In high-achieving environments, teachers have high expectations for all students and provide an enriched curriculum.
High-achieving learning environments involve students in a variety of learning activities that are challenging and aligned with learning goals, promote engaged learning, and draw on the culture, life experiences, and knowledge of all students. They allow students to discuss, argue, and analyze issues and concepts. Students explore, solve problems, and construct knowledge rather than just memorizing it. Their work is authentic, engaging, and important, and it builds understanding from in-depth investigation.

GOALS:
• Instructional strategies teach all students both basic skills and demanding, higher-order thinking skills.
• A new view of at-risk students challenges the deficit model often applied to urban learners.
• Students have the opportunity to construct knowledge - not just memorize it.
• Culturally responsive curricula and instructional practices foster understanding of and respect for students of different cultural backgrounds and make use of students' culture, language, and prior experiences.

Active, engaged learning tasks motivate as well as teach.
• Classrooms and schools are heterogeneously grouped and tracking is avoided.
• Groups of students work together on projects that explore ideas and information.
• Instruction accommodates students' learning styles.
• Instructional uses of technology promote engaged learning, rather than rote, skill-driven, or low-level instruction on computers.
• Elements that promote high performance and successful learning include interactive instruction, focus on in-depth understanding, self-regulated learning, and higher-order thinking.
• Traditional tracking is replaced by a "culture of detracked" schools (Oakes & Lipton, 1992) that:
1. Recognize that tracking is supported by powerful norms and assumptions that should be acknowledged and addressed as alternatives are created
2. Broaden the reform agenda so that changes in the tracking structure become part of comprehensive changes within the school
3. Engage in inquiry and experimentation that is idiosyncratic, opportunistic, democratic, and politically sensitive
4. Change teachers' roles and responsibilites to include new ways of working with other adults in the school
5. Involve risk-taking leaders who guide schools toward a focus on scholarship and a commitment to democratic values

ACTION OPTIONS:

• Encourage teachers to use new approaches in the instruction of at-risk students.
• Develop professional development activities, classroom instruction, and schoolwide programs that go beyond the surface in celebrating cultural diversity.
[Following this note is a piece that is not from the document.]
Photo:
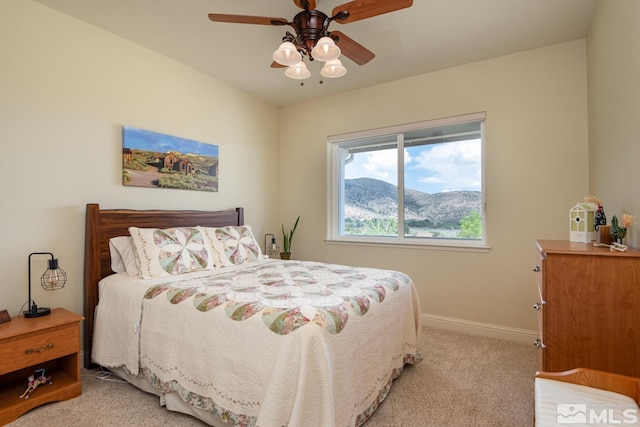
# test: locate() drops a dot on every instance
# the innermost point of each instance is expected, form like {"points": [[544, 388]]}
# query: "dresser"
{"points": [[588, 307], [51, 342]]}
Students' learning experiences must be transformed to nurture relationships among culturally diverse students by face-to-face contact or via technology and to build upon students' culture, language, and experiences in reading, writing, and content area instruction.
• Promote efforts to reshape the curriculum and encourage the development of in-depth curricular offerings as described by the new standards being developed in several disciplines, such as math and science.
• Explore authentic instruction and provide students with tasks that allow high levels of thinking and engagement.
• Make higher-order thinking, problem solving, and the construction of knowledge available to all students.
• Replace homogeneous grouping and tracking with heterogeneous grouping to serve all students.
• Complement teacher-centered instruction with cooperative learning and small group activities.
• Replace norm-referenced assessments with authentic assessments.
• Explore new instructional frameworks for producing high- achieving learning environments.
• Establish faculty teams to examine alternative ways to organize instruction, such as longer class periods, new scheduling formats, and cross-disciplinary programs.
• Acquire funding and support for technology that is needed in the classroom to prepare students for the demands of a predominantly service-oriented, high-technology workforce.
• Contact schools, programs, and organizations that can help your school implement culturally responsive practices throughout the school.
• Stay up-to-date on the latest research in effective teaching practices by reviewing journals, research-based educational materials, and so forth.
• Increase teacher engagement (which leads to greater student engagement) by creating a professional, collegial atmosphere that encourages teachers to work together in teams.
Karen Seashore Louis, associate dean for academic affairs, University of Minnesota, describes the effects of high levels of teacher engagement and peer pressure on teachers' motivation to work hard, and clarifies the relationship between teacher and student engagement. Excerpted from NCREL's Urban Education monograph, Teacher Engagement and Real Reform in Urban Schools (NCREL, 1995, forthcoming).
• Document and evaluate the norms of experience of students in your school in order to make informed decisions about instructional practices, programs, and policies.
• Discuss new initiatives with parents and community members when implementing new grouping patterns and new forms of instruction and assessment.


IMPLEMENTATION PITFALLS:

• School districts and staff often do not have the skills and knowledge needed to implement new forms of instruction and assessment. Program planners and staff need to consider important issues in redesigning educational programs for educationally disadvantaged students.
• Extensive staff development may be necessary to institutionalize new instructional approaches.
• It is important to understand the complexities of the change process when initiating major improvement efforts. If school leaders do not acknowledge and address the challenges of substantive change, staff and community may resist change and retaliate against it.
• Rigid and entrenched policies of districts and schools are among the factors that inhibit the implementation of high-achieving learning environments.
• Teacher schedules often do not include time for professional development - to discuss, learn, and plan new instructional approaches.
• There is a danger in introducing new instructional programs without buy-in and real commitment among classroom teachers. Teachers may perceive these new programs as the latest fad rather than making lasting changes in instruction.


DIFFERENT POINTS OF VIEW:

Some writers still believe that curriculum should focus on the dominant Western European culture. They contend that factual knowledge should be a core element of classroom work and that students should be organized according to ability.
The early effective schools programs and some state efforts emphasized basic skills learning. Many of these early initiatives are being redesigned to focus on higher-order thinking, problem solving, and an indepth curriculum. Some groups worry that basic factual knowledge will not be addressed or learned through these newer instructional approaches.